Reflecting on the past
Today, our faces are a familiar sight and we see ourselves almost constantly.
Whether admiring your bed hair in the bathroom mirror while brushing your teeth, using the front camera on your phone to check your make up, or in the corner of work video calls.
But this wasn't always the case: for centuries most people had no idea what they looked like.
The height of luxury
Go back 500 years and it would have been very unusual to ever see your own reflection because glass mirrors were so expensive and only the wealthiest members of society could afford them.
They were so pricey it is even rumoured that one countess sold acres and acres of farmland, just to buy one small mirror.
In the 1500s, Venice in Italy was at the centre of the mirror industry.
The city's glass-making secrets were so precious that craftsmen who tried to emigrate or share their knowledge were at risk of assassination.
However, by the 1600s, the secret was out and the intricate technique of making glass for mirrors was brought to England by immigrant French glassworkers.
Good quality mirrors gradually became affordable for the middle classes and were quickly put to good use.

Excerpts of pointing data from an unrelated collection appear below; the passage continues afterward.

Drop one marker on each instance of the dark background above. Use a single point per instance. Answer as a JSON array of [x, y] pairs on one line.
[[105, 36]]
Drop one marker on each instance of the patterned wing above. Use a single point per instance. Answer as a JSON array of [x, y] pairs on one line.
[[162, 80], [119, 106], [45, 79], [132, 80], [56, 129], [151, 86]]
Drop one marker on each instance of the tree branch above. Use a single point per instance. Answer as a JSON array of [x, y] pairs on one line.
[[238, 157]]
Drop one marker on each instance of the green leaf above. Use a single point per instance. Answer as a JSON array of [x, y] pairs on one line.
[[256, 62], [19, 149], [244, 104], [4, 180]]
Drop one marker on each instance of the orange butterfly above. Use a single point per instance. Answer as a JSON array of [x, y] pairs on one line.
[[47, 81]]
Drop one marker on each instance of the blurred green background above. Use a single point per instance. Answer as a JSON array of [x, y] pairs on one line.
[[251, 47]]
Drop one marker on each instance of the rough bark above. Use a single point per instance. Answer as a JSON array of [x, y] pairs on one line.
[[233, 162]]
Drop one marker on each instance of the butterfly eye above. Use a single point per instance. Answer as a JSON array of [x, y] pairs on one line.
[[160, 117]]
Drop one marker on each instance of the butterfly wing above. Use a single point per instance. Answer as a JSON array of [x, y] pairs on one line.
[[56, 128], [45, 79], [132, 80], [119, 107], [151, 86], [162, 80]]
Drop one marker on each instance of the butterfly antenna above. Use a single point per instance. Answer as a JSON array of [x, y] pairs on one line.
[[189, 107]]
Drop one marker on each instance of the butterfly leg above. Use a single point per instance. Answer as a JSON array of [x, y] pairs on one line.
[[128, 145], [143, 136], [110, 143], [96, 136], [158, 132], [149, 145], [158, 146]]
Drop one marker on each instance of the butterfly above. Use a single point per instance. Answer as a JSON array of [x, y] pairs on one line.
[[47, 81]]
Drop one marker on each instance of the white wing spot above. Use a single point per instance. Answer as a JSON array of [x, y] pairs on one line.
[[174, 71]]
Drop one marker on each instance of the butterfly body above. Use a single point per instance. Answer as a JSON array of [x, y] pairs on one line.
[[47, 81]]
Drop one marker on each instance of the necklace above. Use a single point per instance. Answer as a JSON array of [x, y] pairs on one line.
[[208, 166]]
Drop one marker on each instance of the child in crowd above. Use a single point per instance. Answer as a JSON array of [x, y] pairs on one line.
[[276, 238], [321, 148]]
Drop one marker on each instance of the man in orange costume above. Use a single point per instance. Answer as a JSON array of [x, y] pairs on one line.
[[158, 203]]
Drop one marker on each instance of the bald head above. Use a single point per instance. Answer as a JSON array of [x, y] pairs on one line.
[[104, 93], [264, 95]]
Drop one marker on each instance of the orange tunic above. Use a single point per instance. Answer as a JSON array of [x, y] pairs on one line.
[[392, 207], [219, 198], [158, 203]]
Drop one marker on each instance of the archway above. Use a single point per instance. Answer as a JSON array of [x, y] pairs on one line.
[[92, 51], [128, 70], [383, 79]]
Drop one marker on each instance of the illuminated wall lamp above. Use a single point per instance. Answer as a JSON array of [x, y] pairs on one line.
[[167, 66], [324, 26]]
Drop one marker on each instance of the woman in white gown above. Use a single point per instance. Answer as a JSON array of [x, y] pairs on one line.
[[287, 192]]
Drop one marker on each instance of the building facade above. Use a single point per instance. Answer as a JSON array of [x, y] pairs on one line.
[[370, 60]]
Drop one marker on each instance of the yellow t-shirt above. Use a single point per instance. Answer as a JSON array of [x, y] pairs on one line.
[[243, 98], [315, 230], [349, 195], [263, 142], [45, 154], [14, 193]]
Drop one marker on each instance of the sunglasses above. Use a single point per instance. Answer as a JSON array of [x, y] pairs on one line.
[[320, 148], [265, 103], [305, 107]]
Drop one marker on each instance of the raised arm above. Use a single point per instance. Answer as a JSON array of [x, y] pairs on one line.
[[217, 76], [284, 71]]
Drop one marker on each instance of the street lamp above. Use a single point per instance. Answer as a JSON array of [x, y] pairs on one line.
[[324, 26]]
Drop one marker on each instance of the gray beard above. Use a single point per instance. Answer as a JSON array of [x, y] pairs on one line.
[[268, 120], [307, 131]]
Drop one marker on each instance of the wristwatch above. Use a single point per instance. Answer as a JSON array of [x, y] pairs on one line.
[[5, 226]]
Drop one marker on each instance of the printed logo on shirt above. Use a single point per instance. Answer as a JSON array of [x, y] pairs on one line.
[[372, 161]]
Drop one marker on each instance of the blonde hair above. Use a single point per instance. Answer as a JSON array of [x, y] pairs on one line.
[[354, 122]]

In dark, candle-lit parlours, mirrors were used to reflect candlelight around the room.
They were also used to show off their owner's good taste and became a key part of interior design.
The emergence of mirrors also made people more aware of how they actually looked, rather than their own impression.
Some may have been surprised when they looked in the mirror for the first time to study their appearance.
Perhaps the reflection they saw was slightly less flattering than the portrait that hung beside it.
Whilst artists aimed to recreate accurate representations of their sitters, sometimes it was easier to flatter their client.
Vanity – the new frontier
As people became more aware of their appearance and their behaviour in social situations, society began to develop an awkward self-consciousness that continues to the present day.
The arrival of cameras in the 1800s meant that not only could people see what they really looked like, the image could be recorded as well.
More recently, the rise of the internet and the technology boom since the millennium has only enhanced this: we can check our appearance constantly, record it, manipulate it and post it online for validation.
While much has changed in the centuries since mirrors first became available, it's interesting to see that we still harbour the awkward self-consciousness our ancestors must have felt when they gazed into their mirror for the first time.